Jeneratör devreye giriyor

Regülatörün ardından Tunçmatik’in tercihi bu kez, 1980’lerin başında saatler süren elektrik kesintilerine yönelik jeneratör üretimi oluyor. Elektrik mühendisi olmasına karşın pnomötik, hidrolik, talaşlı imalat, plastik enjeksiyon, kimya, aklınıza ne gelirse, her alanda üretme kabiliyeti olan Tuncay Özer’in önderliğinde jeneratörde de söz sahibi noktaya geliyor.

Özer’in, 1969’da şirketini kurduğunda, henüz 40 günlük bebek olan oğlu Mehmet Özer de Kadıköy Anadolu Lisesi günlerinden itibaren Ümraniye’de ıssızlığın ortasındaki fabrikanın çamurlu yollarını arşınlamaya başlıyor. İTÜ Elektrik-Elektronik Mühendisliği’ni bitiren Özer, mezuniyetin ardından Tunçmatik’te tam zamanlı mesaiye katılıyor.

Babasının yaratıcı kimliğe sahip iş insanı olduğunu kaydeden Mehmet Özer, “Tam anlamıyla mucitti. O adeta mühendis doğmuştu, ben üniversiteden sonra oldum. Babam, ticaretinden ziyade faydalı ürün tasarlamaya ve üretmeye çok hakimdi. Ben ise şirketin pazarlama yönünü güçlendirdim. Kataloglar çıkardım, bayilik teşkilatına ağırlık verdim, kurumsal yapıyı güçlendirdim” diyor.

Bilgisayar devrinin başlamasıyla 1980’lerin sonuna doğru kesintisiz güç kaynakları üretiminde büyüyen şirket, bu alanın en büyük sanayicileri arasında girdi. Pazara hakim üç yerli üreticiden biri oldu. Müşterileri arasında savunma sanayi kuruluşlarından, büyük hastanelere, bankalara, CNC üretimine uzanan hizmet alanları ve endüstriler bulunuyor.

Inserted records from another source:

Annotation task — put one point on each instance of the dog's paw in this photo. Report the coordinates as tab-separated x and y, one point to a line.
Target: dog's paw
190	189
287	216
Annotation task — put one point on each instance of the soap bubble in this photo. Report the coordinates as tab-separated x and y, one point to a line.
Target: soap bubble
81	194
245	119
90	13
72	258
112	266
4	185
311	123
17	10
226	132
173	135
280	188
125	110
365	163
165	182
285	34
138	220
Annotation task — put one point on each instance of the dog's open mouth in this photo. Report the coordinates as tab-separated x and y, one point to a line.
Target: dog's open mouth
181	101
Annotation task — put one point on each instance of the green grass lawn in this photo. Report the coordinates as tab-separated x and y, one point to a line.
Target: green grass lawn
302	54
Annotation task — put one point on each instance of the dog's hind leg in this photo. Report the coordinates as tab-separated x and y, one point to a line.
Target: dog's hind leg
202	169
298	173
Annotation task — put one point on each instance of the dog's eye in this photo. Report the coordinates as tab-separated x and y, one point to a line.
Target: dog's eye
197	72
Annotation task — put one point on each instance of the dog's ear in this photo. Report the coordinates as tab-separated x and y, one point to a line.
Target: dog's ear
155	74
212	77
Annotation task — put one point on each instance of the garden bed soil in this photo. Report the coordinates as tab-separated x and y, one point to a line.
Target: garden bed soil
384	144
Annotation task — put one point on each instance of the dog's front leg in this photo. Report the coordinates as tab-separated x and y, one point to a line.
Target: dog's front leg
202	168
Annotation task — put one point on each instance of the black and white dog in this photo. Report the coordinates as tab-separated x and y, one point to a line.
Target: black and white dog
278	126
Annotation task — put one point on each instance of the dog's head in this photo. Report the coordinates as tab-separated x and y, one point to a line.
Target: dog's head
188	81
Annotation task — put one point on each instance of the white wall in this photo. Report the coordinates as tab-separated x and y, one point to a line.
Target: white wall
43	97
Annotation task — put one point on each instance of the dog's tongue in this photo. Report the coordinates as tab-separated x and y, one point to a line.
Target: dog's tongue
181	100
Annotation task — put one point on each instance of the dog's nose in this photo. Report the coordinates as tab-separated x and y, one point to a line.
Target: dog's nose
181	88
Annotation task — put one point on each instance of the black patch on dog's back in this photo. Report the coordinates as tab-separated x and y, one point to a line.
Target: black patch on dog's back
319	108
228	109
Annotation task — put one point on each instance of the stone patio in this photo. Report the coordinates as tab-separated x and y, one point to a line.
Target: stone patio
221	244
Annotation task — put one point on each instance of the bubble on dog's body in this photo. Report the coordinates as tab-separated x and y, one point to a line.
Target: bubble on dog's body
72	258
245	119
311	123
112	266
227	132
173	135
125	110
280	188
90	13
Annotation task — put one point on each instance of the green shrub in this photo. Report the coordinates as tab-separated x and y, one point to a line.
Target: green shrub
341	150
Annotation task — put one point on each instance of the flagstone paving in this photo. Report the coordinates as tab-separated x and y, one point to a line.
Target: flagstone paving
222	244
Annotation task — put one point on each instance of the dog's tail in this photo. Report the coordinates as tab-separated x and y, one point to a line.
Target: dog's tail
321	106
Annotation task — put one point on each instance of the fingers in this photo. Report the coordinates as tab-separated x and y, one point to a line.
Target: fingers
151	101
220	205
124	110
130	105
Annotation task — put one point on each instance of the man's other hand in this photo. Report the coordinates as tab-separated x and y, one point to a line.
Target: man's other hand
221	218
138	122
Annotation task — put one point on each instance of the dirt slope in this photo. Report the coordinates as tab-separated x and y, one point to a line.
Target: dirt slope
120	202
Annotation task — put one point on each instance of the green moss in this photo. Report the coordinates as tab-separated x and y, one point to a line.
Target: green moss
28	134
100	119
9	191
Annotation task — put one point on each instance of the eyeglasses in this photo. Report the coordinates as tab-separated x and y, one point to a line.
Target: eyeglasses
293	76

ABD’de yaşayan 82 yaşındaki yüksek mühendis Tuncay Özer’in, yeni projesinin derin su kuyularındaki arızaları fotoğraf ile çekebilecek yeni nesil aygıt olduğunu öğreniyoruz geçen hafta görüştüğüm Mehmet Özer’den. Yönetim Kurulu Başkanlığı’nı Özer’in yürüttüğü Tunçmatik ise yoluna, 2 şirketin önderliğinde devam ediyor. Kesintisiz güç kaynakları alanında Tunçmatik Elektrik Sanayi ile güneşten enerji üretiminde mesafe kat eden Tunçmatik Enerji’de, yüzde 15’i mühendis, toplam 100 kişi istihdam ediliyor.

‘KONUT AKÜLERİ’Nİ GELİŞTİRDİ

Tunçmatik Enerji’nin piyasa değeri 100 milyon doları buluyor. Türkiye’nin dört bir yanında güneş santralleri olan şirketin enerji depolaması ve şarj alanında önemli projeleri var. Bilindiği gibi enerji depolaması, en az üretim kadar hatta şimdilerde ondan daha fazla, ülkelerin ve şirketlerin gündeminde yer alıyor. Enerji sahasında 50 yılı aşkın süredir geçmişi bulunan şirket, Türkiye’de konutlarda enerji depolanmasına hizmet edecek yeni cihazını piyasaya sürmeye hazırlanıyor. Tesla'nın ABD piyasasına Powerwall adıyla sunduğu ürünün benzer, Tuncmatik HomeEnergy markasıyla pazara sunuyacak.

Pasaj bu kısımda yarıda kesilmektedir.